A side-by-side listen reveals a cleaner sound from the opening banjo notes of the 2021 recording, and higher fidelity allows the listener to hear things he couldn’t on that earlier recording— namely, the percussive sound of the banjo pick on the strings. It’s a subtle difference, and some people would probably even notice.

The mix is a bit different, too—there’s a violin line near the song’s end that is much more prominent on the newer recording, and the guitars are more subdued than they used to be.

There was nothing wrong with the musicians playing on the 2009 version, but the ones playing in 2021 are from Swift’s touring band, so they have a more intimate familiarity with all of the music for having played it all so much.

A More Mature Voice

The most satisfying change is in Swift’s voice. She was still a teenager when she recorded in 2009. Now in her early 30s, she has a more mature, confident, and developed voice.
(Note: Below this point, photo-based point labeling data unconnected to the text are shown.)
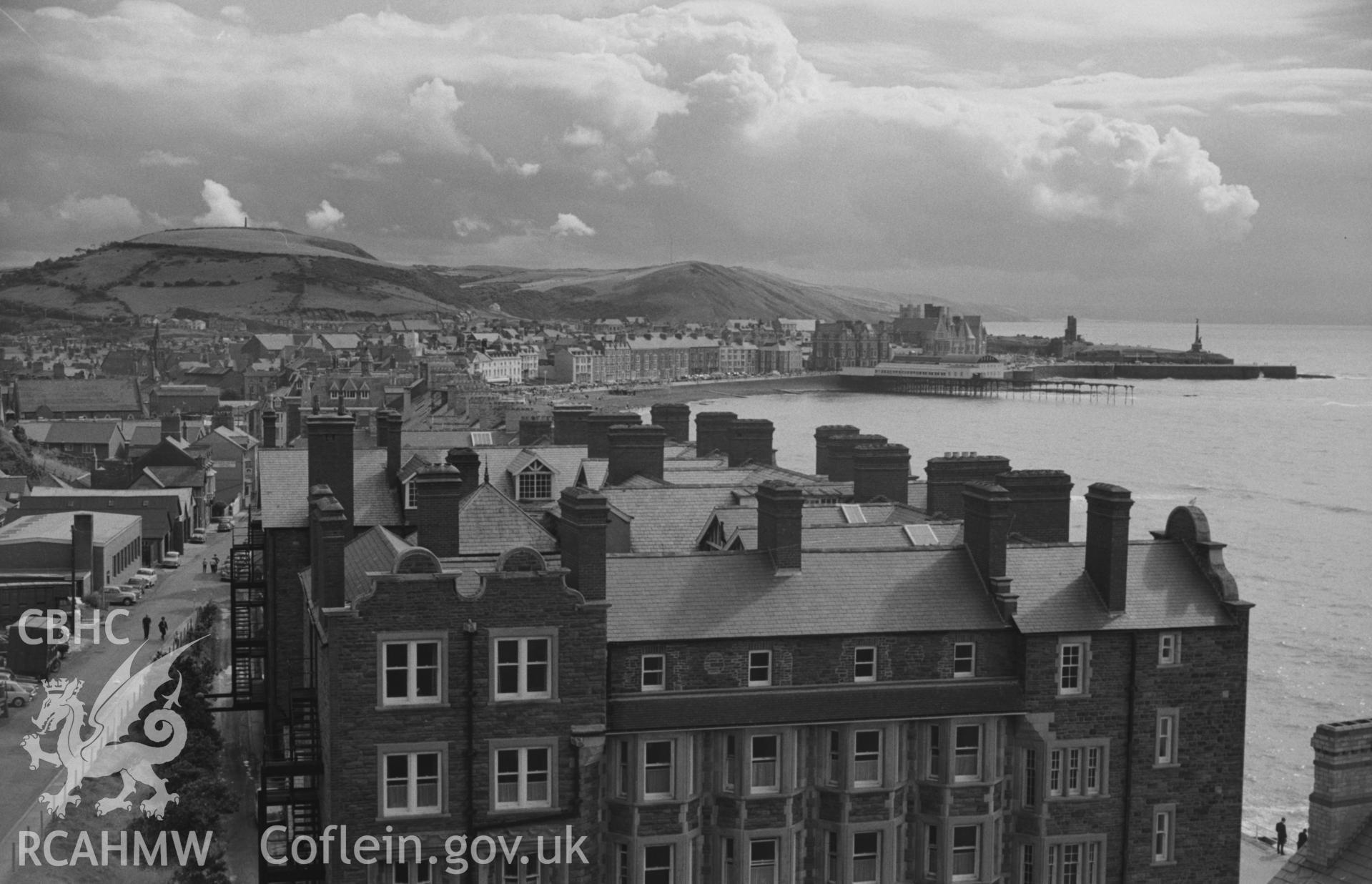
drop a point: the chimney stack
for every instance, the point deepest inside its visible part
(597, 430)
(881, 471)
(779, 524)
(1342, 799)
(636, 449)
(534, 428)
(270, 428)
(331, 456)
(468, 464)
(570, 423)
(674, 418)
(751, 441)
(712, 433)
(985, 527)
(822, 436)
(1107, 541)
(438, 494)
(330, 533)
(948, 474)
(582, 539)
(1040, 501)
(842, 453)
Again, there was nothing wrong with her singing in 2009, but her vocals on “Love Story (Taylor’s Version)” are more crisp, pronounced and richer.

Why Did Taylor Swift Re-Record Love Story? Final Thoughts

Artists have to be extremely careful with the deals they sign and how they distribute their songs. After all, this is a super lucrative business, and there will always be people that try to take advantage of creations that they don’t necessarily own.

She re-recorded “Love Story” not to fix mistakes or rewrite lyrics but to be the one in charge of the song’s destiny. And it’s working.